A frame I like to use is inputs and metrics.

What inputs do you need to test the system against - what are your users likely to ask? How will they try to break the system?

And how does the system need to perform given those inputs - what must it do and never do. This often includes operationalising abstract terms such as hallucinations and accuracy - into measurable criteria.

Think of it as a product design exercise with an evaluation suite as the output. A suite you can directly measure your performance against going forward.

It's often painful, the temptation is to build and see how it goes. But taking a step back and going through this exercise first pays off in multiple ways.

How this pays back

Once the evaluation suite exists, three things become straightforward.

Performance is monitored

Now you know your metrics, monitoring performance is easy. If a stakeholder needs to know how the system is performing - you can show them. Important for trust and compliance.

Regression testing is enabled

AI capability is always improving. When a new model is released that could save you latency or cost, you already have your test suite - run it - still performing? Release it. The same with introducing new knowledge or tweaking prompts. It can all be tested quickly within CI/CD.

Self-learning can begin

There's a reason AI Systems got so good at coding. Coding is verifiable - the system compiles, it passes tests, the front-end renders. This allowed the systems to self-improve via reinforcement learning.

Once you have the evaluation suite in place, you can set up the same, a flywheel of improvement.

Every query that gets evaluated tells you whether you're hitting or missing your metrics - where your system is failing - and what needs to be fixed - acting as a direct input into the next iteration.

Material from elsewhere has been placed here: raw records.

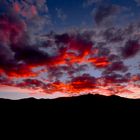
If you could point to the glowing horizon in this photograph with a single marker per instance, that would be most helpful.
(48, 51)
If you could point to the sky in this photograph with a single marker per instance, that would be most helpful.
(65, 48)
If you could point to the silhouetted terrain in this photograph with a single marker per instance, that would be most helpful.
(85, 103)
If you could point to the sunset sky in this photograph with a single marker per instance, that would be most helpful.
(64, 48)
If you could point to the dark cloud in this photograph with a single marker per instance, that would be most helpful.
(105, 11)
(131, 48)
(60, 14)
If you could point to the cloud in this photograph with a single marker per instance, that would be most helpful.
(131, 48)
(104, 12)
(91, 2)
(68, 62)
(60, 14)
(138, 2)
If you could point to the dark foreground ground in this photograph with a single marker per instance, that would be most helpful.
(85, 103)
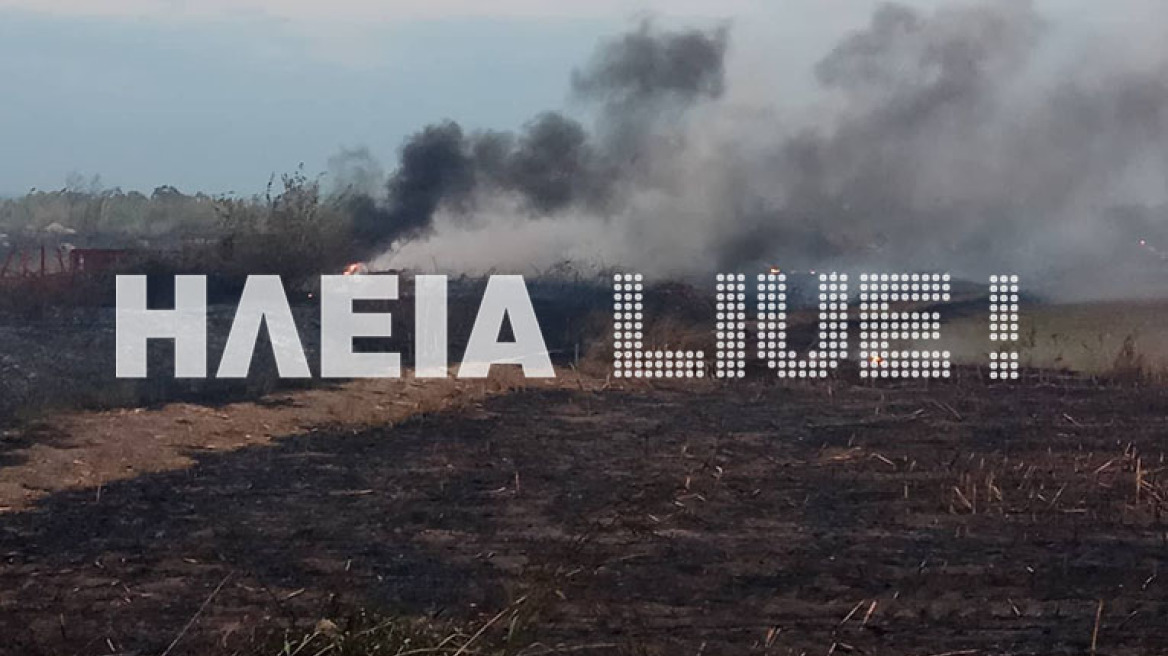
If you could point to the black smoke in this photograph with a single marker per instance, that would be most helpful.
(553, 162)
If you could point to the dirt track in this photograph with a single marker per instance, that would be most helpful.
(743, 517)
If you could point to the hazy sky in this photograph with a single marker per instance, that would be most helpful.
(217, 95)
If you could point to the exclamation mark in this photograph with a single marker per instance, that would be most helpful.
(1003, 327)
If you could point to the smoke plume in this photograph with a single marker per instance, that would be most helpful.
(943, 140)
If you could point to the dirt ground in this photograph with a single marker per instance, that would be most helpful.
(833, 517)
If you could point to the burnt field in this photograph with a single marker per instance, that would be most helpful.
(583, 516)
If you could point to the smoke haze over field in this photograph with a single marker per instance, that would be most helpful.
(946, 139)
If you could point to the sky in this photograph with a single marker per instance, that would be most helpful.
(215, 96)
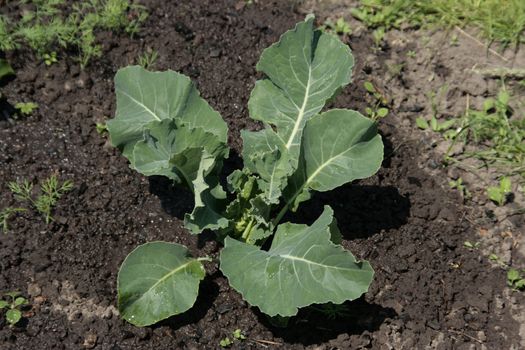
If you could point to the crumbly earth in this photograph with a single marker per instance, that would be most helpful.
(429, 290)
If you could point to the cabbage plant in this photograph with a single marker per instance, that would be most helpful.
(163, 127)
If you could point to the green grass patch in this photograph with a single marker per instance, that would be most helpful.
(498, 21)
(498, 135)
(49, 25)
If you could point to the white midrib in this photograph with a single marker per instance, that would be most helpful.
(168, 275)
(140, 104)
(300, 116)
(296, 258)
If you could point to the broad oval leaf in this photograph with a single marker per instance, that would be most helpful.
(338, 146)
(157, 280)
(302, 267)
(143, 97)
(304, 69)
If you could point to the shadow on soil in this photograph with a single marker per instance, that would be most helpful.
(318, 324)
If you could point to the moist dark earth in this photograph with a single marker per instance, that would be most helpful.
(429, 291)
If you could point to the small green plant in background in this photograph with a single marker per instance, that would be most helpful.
(5, 68)
(13, 304)
(101, 128)
(226, 342)
(26, 108)
(516, 279)
(501, 21)
(434, 125)
(340, 26)
(49, 25)
(460, 186)
(377, 110)
(378, 35)
(51, 191)
(499, 136)
(498, 194)
(237, 335)
(50, 58)
(471, 245)
(148, 59)
(6, 214)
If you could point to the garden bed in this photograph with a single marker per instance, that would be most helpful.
(428, 291)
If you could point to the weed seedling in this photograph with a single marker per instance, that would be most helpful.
(6, 214)
(26, 108)
(5, 68)
(496, 259)
(498, 194)
(340, 26)
(51, 191)
(50, 58)
(148, 59)
(13, 305)
(378, 35)
(101, 128)
(516, 279)
(471, 245)
(226, 342)
(460, 186)
(49, 25)
(237, 335)
(378, 109)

Get this right and it gets you well ahead of your competition and makes it hard for them to catch up.

I learnt this the hard way

I've learnt the hard way what happens when you get absorbed in the excitement of building AI products without the up-front work.

I was part of the Gen AI Innovation Team at a major FTSE100 company that was tasked with building a customer service agent. The capability of the technology was there, so we were excited and moved quickly. We built the demo. It looked impressive. We thought RAGAS was the answer to evaluations. What we soon discovered was without the domain context of what good looked like, we had no way of evaluating whether it would be successful in production.

At that point there were a team of AI Engineers on the payroll, building, but unsure of the best direction. What we really needed was the domain expertise to define the success criteria up front - the inputs, the metrics, and how to comply with the regulations. We went back to the drawing board and ended up re-architecting. If we'd gone for evaluations-first we'd have saved months of time and effort.

I have also seen it from the other side - working with companies who had shipped AI products to production and had no visibility of how well they were performing. They were relying on customer complaints as their quality signal, which means the evaluation was happening in production, on real customers, with real consequences. And they were unsure how any releases would impact performance.

These experiences are what shaped my belief in the evaluation-first approach. Not because it sounds good in a blog post, but because the alternative is painful and expensive.

It's easier than ever to build. Set up your evaluations first, and it compounds

The barrier to getting an AI prototype running has never been lower. But moving it to a production product you can depend on is where things get tricky.

The hard part is not the implementation. The hard part is seeing through the excitement and slowing down long enough to do the upfront work: uncovering the processes, and defining what good looks like for your specific product.

There is no off-the-shelf solution for that. Ninety percent of the work is in the discovery - understanding the domain, the users, the edge cases, the regulations and the acceptance criteria. That is bespoke work, and it is the most valuable work in the entire process.